This past weekend, it was a bit gloomy outside. I like that feeling of having to turn on the lights in the middle of the day; it’s something different, unique and it gives me the wont to do something different. Jax likes days like this too. Sometimes we take all of the sheets and the blankets and drape them over strategically places chairs, making a long fort. Sometimes we get out the View Master projector and shine the pictures on the wall. Not just any wall, it has to be something “different”, like a hallway or inside the large walk-in closet. It is more fun that way.
These days, Jax has outgrown blanket forts and View Master. So mom needs to think of some other excitement for the unusually dark day. After a board game, I decided that he wasn’t too old for cleaning out a closet. After all, it is fall and it is time to be rid of the summer clothes which he will not fit into next year. He agreed to help me by trying on clothes, something kids usually dread.
Jax obviously doesn’t grow as quickly as other children, so he has amassed quite a collection of clothes. This year, as I went through his wardrobe, I realized there were a lot of clothes he had outgrown. After he had tried on a few garments, I realized almost all of his clothes were the same size or smaller! How could I not have noticed such a growth spurt over the past year?
Many moms out there are probably thinking to themselves, “Duh, boys grow; every season I have to buy my kid new clothes.” Well, I do too, just not for the same reason. I like shopping for him. This weekend, I found his closet almost bare! Aside from uniforms, I had not bought clothes for this fall or winter. This is only the second major growth spurt he has had in his life. Even though I have many of his clothes tailored, he is usually just growing into them bit by bit. I have to say it out loud, “This was a shocker.”

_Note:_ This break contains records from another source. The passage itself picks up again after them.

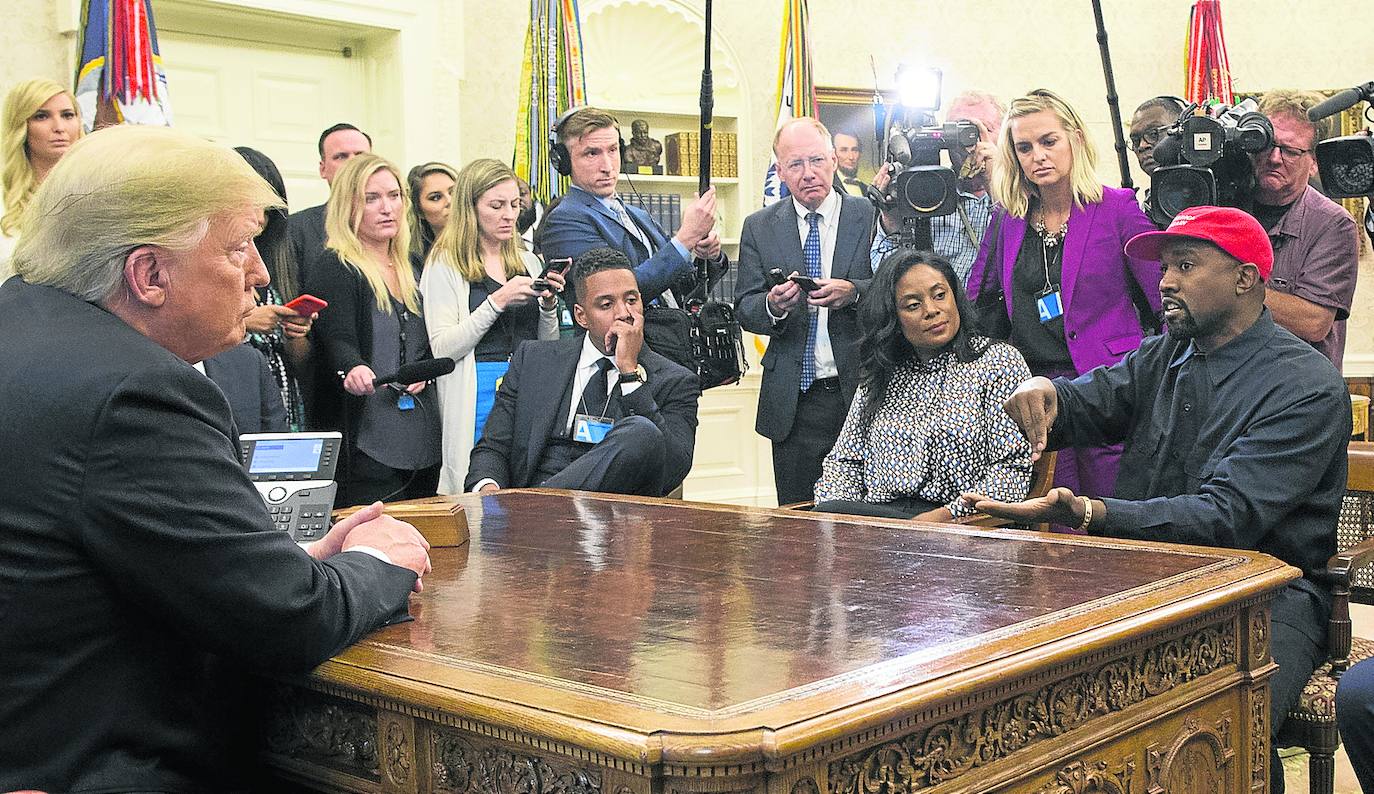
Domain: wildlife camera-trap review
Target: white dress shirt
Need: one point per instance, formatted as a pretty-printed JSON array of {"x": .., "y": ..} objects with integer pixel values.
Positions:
[{"x": 584, "y": 371}]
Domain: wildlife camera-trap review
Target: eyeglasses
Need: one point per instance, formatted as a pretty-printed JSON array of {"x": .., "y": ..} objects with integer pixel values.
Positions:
[
  {"x": 796, "y": 165},
  {"x": 1150, "y": 136},
  {"x": 1288, "y": 153}
]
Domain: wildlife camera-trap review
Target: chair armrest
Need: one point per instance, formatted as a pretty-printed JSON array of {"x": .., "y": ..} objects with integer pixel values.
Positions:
[
  {"x": 1338, "y": 572},
  {"x": 984, "y": 519},
  {"x": 1344, "y": 563}
]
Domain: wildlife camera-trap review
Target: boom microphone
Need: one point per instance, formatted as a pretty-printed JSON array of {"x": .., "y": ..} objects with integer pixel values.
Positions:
[
  {"x": 417, "y": 372},
  {"x": 1340, "y": 100}
]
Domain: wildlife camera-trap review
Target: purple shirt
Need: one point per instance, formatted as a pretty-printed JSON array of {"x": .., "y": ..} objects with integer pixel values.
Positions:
[{"x": 1316, "y": 257}]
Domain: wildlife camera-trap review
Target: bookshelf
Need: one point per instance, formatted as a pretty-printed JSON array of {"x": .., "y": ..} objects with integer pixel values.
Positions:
[{"x": 735, "y": 195}]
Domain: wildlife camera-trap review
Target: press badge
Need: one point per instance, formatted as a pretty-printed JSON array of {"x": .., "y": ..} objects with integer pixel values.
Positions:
[
  {"x": 588, "y": 429},
  {"x": 1049, "y": 305}
]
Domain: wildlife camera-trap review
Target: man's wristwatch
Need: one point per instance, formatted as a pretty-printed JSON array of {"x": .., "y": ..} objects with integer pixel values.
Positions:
[{"x": 636, "y": 375}]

What the average mom can relate with is the feeling of holding a shirt or baseball cap in their hand and remembering the time when their child was younger. It also serves as a reminder that their child is growing up. I am positive that I am not the only mom who saves a shirt or two. So I decided to make three piles: one for tailored clothes that other LP’s can wear, one for clothes never tailored and will go to charity and one for the clothes I will someday make a quilt out of. (Considering I don’t do his tailoring, it is unlikely I will ever learn to sew well enough to make a quilt.)
The pile of clothes for quilting was growing and growing as I folded each one and remembered different times in his life. Once I’d finished, I realized I had better thin that pile down. I know I cannot hang on to everything; but still, it is so hard to let go. Knowing that someone else could use them made it easier and by the end of the afternoon, I had made that stack the smallest of the three.
I was packing the last of the charity clothes into a box when I glanced over to a picture on his wall. It was Jax and his uncle. He was wearing a Chicago Bears jersey his uncle had bought for him that day. On his head was the oversized helmet he’d gotten as well. He only came up to his uncle’s knee in the photo and the shirt practically dragged on the ground. I chuckled out loud at the site of that silly helmet covering most of his head. I looked around toward the opposite end of the room and saw the helmet there in his toy basket. Very few moms can say their child has had a shirt that long…and worn it that entire time! At first, as pajamas, then as a shirt, now in a box headed to charity. Suddenly, I found myself digging through the packed clothes like a kid digging through a cereal box looking for the prize. (Not that they do that anymore.) Finally at the bottom of the heap, I found it. It still looked so fresh after all of this time. Jax looked up from what he was doing.
“Mom, you can’t keep all of them.” He said.
I grimaced a little; which soon smoothed out into a slight pout. Finally, I put the shirt back into the box.
“I-we-um you still have the helmet…” I said with a deep breath. “Well, that’s the last of it, time for dinner.”
I picked up the box and stacked it on top of the others. I then picked up the bin of the memory clothes.
“Alrighty then, go wash up!” I said and watched him race out of the room. I followed, but not without stopping to grab that shirt back out of the charity box and stuffing it into the bin.
Someday I’ll learn how to quilt, I’m sure of it.